Le fait que maintenant il existe une littérature sur écran doit plutôt être vu comme un signe de vitalité de la littérature, qui va pouvoir se régénérer grâce à ce nouveau support.
De quelle façon ? On peut se poser quelques questions. Je vais énumérer quelques pistes de réflexion.
- le pouvoir des individus isolés
L’Internet donne à un individu seul beaucoup plus de pouvoir qu’il n’en a jamais eu, dans la diffusion de ses idées, de ses œuvres. Pour très peu de frais, un auteur peut être lu dans le monde entier, et reconnu sans aucune médiation.
- la primauté du réseau, de la tribu informelle
Des réseaux non-marchands se sont formés, qui lient des individus situés indifféremment à n’importe quel point de la planète. Ce qui les réunit, c’est une passion commune, un projet commun.
- la confrontation avec les arts cinétiques (cinéma, dessin animé, télévision)
En s’animant, la littérature rejoint les arts cinétiques, arts majeurs du XX° et certainement du XXI° siècle.
- l’occupation du média phare de notre époque, de l’interface entre le monde et nous, à savoir : l’écran.
Donner à voir, et à lire de la littérature sur écran
Mais, il ne faut pas se cacher que la viabilité financière de cette nouvelle littérature est nulle.
Elle ne vit pour l’instant que sur le bénévolat (et c’est une bonne chose). Ce sont les universités qui assument le mieux leur tâche d’éclaireur, d’avant-garde.
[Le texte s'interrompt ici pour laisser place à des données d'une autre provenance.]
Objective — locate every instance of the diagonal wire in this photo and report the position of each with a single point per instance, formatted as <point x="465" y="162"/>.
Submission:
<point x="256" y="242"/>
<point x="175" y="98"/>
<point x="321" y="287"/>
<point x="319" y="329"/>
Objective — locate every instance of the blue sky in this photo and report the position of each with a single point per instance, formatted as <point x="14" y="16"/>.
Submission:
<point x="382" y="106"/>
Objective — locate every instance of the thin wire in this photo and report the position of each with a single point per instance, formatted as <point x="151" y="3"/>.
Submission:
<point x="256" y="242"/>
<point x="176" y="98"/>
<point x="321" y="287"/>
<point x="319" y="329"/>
En accueillant les créateurs, en donnant des caisses de résonance à leur création, en étudiant ces œuvres, elles font vivre cette littérature.
Ceci dit, début d’institutionalisation, avec par exemple la SGDL qui a créé un prix du meilleur site, et de la meilleure œuvre sur écran.
Les institutions gouvernementales, comme les Instituts français, qui commencent à regarder cela de près.
Quelques éditeurs qui se lancent dans la commercialisation de CD-Roms.
Quelle place pour les libraires.
Si cette littérature doit être diffusée un jour, ce ne peut être que par le réseau des librairies (taratata !), mais en mettant un écran et une souris à disposition des clients.
Une voie à trouver pour la commercialisation.